Thanksgiving with the Talon'ted Gourmet

Thanksgiving's coming, and whenever I notice a new cookbook or TV cooking special, I can't help but chuckle. Imagine needing lessons in how to prepare food! Between our own instincts and the education our parents provide, we hardly need to turn to Rachael Ray to learn how to deal with a turkey.

Now humans must have a rather delicate digestive system or something, because they add all kinds of steps to what is a simple and basic all-American meal. Yet, oddly enough, those TV specials don't explain the most fun, but the trickiest, part of preparing a turkey dinner--getting that turkey in the first place. I've gotten pretty good at this, if I do say so myself.

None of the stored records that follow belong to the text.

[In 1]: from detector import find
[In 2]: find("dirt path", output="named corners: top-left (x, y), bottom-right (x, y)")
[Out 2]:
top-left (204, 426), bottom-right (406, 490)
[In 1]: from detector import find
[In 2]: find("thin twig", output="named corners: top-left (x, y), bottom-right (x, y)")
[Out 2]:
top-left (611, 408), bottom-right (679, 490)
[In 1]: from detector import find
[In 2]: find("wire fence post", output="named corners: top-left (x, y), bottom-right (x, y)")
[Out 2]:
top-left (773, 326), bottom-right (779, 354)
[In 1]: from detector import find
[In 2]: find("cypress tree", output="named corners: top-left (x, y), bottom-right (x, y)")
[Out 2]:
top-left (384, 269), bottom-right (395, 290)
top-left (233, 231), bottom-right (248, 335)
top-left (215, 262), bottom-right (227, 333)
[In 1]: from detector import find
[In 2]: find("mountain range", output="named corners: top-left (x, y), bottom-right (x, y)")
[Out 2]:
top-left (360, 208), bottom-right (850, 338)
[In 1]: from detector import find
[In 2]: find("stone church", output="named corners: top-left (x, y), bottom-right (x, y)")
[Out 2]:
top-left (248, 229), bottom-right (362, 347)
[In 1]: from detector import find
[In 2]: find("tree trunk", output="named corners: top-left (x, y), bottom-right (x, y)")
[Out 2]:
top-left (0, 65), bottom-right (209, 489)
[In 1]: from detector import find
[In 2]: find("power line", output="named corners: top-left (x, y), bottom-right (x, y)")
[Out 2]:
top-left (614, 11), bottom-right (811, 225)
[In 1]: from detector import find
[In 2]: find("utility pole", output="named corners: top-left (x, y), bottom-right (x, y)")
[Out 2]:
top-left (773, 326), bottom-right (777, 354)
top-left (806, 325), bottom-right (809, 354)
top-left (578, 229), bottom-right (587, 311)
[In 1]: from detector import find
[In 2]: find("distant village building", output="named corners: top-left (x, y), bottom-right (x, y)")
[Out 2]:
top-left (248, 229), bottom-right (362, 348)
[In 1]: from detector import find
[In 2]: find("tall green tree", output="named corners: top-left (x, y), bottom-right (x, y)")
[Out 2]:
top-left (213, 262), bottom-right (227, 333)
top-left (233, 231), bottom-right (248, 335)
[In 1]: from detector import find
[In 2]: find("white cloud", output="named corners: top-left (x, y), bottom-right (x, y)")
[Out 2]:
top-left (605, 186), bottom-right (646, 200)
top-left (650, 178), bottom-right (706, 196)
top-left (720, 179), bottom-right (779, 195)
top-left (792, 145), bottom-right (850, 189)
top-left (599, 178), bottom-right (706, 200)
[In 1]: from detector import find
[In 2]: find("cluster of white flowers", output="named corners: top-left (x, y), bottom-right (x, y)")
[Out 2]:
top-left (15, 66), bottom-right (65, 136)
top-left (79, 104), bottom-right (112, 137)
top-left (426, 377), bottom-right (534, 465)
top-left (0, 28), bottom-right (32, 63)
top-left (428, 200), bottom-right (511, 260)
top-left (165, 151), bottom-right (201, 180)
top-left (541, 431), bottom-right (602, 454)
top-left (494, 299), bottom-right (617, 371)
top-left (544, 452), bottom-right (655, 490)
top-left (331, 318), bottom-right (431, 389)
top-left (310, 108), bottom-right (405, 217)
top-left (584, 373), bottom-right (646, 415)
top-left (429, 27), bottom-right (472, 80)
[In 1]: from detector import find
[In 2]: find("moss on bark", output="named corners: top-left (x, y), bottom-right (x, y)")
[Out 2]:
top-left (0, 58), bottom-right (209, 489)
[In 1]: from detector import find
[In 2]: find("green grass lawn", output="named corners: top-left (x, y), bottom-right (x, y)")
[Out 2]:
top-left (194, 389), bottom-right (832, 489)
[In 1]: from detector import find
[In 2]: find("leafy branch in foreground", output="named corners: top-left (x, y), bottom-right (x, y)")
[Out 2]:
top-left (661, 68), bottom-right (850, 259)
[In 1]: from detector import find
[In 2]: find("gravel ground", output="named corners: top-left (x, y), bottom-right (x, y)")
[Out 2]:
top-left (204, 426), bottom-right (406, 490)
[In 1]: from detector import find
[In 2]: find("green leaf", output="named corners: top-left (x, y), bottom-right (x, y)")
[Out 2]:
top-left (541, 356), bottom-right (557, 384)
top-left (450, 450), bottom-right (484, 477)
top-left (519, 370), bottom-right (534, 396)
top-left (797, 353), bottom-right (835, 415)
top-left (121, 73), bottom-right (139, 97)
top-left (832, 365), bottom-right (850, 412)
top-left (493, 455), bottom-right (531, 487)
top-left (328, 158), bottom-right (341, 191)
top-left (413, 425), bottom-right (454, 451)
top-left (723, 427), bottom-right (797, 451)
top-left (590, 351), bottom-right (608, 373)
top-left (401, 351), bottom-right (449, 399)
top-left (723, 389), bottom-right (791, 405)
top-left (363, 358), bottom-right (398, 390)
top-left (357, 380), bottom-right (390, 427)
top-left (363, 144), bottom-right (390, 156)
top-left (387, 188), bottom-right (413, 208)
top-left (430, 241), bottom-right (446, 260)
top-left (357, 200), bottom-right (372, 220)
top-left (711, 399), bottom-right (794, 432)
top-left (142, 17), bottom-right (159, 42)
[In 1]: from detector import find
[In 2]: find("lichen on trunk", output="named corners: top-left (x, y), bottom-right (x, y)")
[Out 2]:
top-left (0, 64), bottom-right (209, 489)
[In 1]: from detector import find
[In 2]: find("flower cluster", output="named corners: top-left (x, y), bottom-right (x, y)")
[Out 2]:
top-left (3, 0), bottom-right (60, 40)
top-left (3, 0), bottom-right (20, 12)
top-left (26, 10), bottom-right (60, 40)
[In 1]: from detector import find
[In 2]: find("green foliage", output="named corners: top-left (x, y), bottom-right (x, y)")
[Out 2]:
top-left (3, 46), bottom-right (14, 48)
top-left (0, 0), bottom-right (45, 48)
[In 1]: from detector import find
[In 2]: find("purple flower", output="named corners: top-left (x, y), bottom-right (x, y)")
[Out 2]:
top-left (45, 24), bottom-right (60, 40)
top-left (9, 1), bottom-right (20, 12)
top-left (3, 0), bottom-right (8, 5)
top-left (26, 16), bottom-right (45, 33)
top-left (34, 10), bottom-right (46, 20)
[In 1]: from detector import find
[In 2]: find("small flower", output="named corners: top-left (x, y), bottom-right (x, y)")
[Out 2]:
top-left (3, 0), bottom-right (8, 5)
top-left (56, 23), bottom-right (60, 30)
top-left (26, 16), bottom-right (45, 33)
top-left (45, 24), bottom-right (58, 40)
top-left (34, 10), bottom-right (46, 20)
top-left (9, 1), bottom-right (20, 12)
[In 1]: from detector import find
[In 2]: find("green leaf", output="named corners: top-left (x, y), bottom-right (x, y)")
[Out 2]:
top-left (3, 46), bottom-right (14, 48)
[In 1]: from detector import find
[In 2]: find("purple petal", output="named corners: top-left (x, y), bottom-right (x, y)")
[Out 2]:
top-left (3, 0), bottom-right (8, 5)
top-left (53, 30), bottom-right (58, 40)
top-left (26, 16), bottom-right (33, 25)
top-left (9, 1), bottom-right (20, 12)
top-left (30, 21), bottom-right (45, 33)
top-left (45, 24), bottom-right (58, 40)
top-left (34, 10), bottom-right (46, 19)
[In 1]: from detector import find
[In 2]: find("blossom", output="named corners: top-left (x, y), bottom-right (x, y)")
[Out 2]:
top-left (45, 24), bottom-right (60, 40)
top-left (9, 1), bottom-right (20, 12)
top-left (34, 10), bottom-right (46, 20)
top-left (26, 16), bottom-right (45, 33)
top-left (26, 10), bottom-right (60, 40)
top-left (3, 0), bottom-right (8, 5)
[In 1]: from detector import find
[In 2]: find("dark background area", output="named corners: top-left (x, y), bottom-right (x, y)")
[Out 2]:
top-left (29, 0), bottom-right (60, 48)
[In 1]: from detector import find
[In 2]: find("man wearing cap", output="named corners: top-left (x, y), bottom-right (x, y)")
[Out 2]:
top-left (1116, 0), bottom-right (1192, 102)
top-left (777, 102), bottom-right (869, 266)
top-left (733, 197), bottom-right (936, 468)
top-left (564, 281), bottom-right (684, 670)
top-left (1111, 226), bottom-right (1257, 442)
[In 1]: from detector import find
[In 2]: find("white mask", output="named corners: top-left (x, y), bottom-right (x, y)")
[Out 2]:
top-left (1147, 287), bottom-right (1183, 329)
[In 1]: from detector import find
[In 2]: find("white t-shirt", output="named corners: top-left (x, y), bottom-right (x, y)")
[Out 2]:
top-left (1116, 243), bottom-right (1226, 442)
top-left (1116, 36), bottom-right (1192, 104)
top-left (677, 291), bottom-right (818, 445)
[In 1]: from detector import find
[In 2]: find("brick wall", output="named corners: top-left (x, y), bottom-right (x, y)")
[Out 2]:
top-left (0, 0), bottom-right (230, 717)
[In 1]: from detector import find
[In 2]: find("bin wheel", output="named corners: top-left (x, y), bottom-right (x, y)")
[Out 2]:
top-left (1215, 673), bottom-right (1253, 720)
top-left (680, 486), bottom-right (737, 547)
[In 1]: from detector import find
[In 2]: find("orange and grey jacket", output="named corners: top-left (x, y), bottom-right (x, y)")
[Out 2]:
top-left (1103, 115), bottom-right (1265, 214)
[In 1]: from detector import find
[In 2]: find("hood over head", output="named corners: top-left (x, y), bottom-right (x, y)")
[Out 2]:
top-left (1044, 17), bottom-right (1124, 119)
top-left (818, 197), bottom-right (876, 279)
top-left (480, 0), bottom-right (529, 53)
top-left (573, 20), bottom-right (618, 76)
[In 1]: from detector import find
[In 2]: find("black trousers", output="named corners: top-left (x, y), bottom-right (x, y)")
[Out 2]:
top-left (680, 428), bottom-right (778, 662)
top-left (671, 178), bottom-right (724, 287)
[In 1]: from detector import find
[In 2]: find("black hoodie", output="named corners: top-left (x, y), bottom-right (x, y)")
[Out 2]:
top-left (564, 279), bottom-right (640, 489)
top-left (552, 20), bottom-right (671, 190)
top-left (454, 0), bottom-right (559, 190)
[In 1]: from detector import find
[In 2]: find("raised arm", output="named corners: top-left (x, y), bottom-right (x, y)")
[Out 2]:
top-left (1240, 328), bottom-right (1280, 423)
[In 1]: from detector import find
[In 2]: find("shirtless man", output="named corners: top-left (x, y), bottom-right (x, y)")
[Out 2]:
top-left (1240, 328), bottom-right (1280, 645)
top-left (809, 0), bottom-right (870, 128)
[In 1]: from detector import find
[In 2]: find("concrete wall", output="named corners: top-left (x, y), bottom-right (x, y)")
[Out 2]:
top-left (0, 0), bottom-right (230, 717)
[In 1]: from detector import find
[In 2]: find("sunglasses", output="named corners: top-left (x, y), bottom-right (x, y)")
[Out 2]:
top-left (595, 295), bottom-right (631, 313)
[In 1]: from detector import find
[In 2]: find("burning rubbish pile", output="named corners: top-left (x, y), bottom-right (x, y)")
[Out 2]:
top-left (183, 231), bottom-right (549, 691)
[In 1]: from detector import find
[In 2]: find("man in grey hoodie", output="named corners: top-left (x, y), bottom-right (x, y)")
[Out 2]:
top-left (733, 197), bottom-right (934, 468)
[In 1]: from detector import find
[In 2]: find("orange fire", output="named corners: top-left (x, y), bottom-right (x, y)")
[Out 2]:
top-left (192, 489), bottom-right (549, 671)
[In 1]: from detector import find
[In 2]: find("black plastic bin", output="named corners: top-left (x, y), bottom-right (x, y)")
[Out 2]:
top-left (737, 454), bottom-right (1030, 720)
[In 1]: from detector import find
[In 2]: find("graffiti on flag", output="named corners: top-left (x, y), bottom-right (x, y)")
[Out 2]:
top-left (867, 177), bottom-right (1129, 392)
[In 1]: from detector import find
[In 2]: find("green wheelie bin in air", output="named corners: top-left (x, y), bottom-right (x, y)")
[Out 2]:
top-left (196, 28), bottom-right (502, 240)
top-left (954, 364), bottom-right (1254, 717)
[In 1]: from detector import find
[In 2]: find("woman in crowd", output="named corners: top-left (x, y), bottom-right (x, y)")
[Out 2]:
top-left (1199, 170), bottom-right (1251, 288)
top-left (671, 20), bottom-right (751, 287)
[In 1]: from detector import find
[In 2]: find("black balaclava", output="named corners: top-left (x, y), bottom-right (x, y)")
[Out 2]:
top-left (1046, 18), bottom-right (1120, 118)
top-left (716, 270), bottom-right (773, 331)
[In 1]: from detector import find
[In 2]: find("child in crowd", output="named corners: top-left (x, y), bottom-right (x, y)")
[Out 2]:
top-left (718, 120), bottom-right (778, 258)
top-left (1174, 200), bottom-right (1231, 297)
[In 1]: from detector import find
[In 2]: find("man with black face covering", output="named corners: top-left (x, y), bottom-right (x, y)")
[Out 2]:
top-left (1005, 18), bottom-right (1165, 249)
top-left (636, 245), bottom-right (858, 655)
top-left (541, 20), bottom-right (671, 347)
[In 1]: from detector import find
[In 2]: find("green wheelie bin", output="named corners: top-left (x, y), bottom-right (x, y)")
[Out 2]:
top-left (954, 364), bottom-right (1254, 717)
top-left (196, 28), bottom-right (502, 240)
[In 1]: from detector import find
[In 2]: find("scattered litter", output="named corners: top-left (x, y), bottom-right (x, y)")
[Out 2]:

The first step is, of course, to figure out where turkeys roost in your neck of the woods. You want to make your move fairly early at night, but after it's completely dark. You fly in and pick out the one with the fewest branches around her. Yes--I prefer hens to toms--they're smaller and face it, you're not going to eat the whole thing in one sitting. When you grab her back, you have to be quick and careful. The wings are so thick that you're probably not going to get a toehold, so right as your feet make contact, give her a big, powerful bite on the back of the neck. Try to hit the jugular--it's easier than you'd think if you pick one who's tucked in her head. If you do it right, she'll drop out of the tree easy as pie.

So there you have it. The tricky part is done. I always eat the head first--one good clean bite and you have a cropful without getting hardly any blood on your facial feathers. If I'm not very hungry, I leave it at that. But if I'm really hungry, I go for the breast meat. Don't get me wrong--I'm not the least bit worried about my cholesterol level. But that's the biggest chunks of meat. You're never going to get through that keel bone, and the wings make ripping into the back tricky. You might like the guts, especially if you're feeling like you need a bit of predigested plant material. Turkey guts can be mighty tasty if it's a good acorn year.

While you're feasting, the most important thing is to keep a lookout for foxes. I once heard someone say that Rachael Ray is a fox, but really, she wouldn't hurt a fly.